Title: Père Goriot
Author: Honoré de Balzac
Translator: Burton Raffel
Genre: Classic
Pages: 384 (actual novel only 217)
Rating: 2.5 of 5
My first reading of a Balzac classic left me with mixed feelings about whether I ever again want to read anything from his large body of work. The writing is witty (but melodramatic), the characters are interesting (but detestable), and the overall plot rings true to life (but the seedier, morally repellent side of life).

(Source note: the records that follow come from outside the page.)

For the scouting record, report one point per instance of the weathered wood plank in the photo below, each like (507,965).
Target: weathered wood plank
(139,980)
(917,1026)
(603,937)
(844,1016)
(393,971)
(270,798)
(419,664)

The novel explores how love, both familial and romantic, can be exploited for personal advancement. It reminds me of C. S. Lewis’s essay on The Inner Ring (see also The Room Where It Happens from Hamilton). However, where Lewis warns against the compromises and moral corruption that come with obsessively trying to be part of the inner ring, Balzac’s characters simply take a c’est la vie attitude toward it. Balzac invites us along on the young Rastignac’s journey toward embracing this cynical approach to life. I’m half tempted to pick up another book or two from Balzac’s La Comédie Humaine to see what happens to some of these characters, but I have a hard time reading literature where such absolute moral bankruptcy is treated as par for the course.
The edition that I read contained about 150 pages of essays and analysis. Personally, I found most of them to be pretentious rather than helpful: the kind of essays where the author wants to talk about a pet theme, theory, or philosophy and finds a way to impose it on Balzac or his writing (eisegesis rather than exegesis as we would have said in biblical hermeneutics 101). If literary analysis is your thing, you may get more out of them than I did.
Overall, I’m glad I tried a new author but I don’t think he’s my cup of tea.
Also, I’m using this for my Classic by a New-to-You Author category over at the Back to the Classics challenge.
Good to know! I think I will avoid trying him out then. I probably wouldn’t be nearly as generous or even keeled as you are here.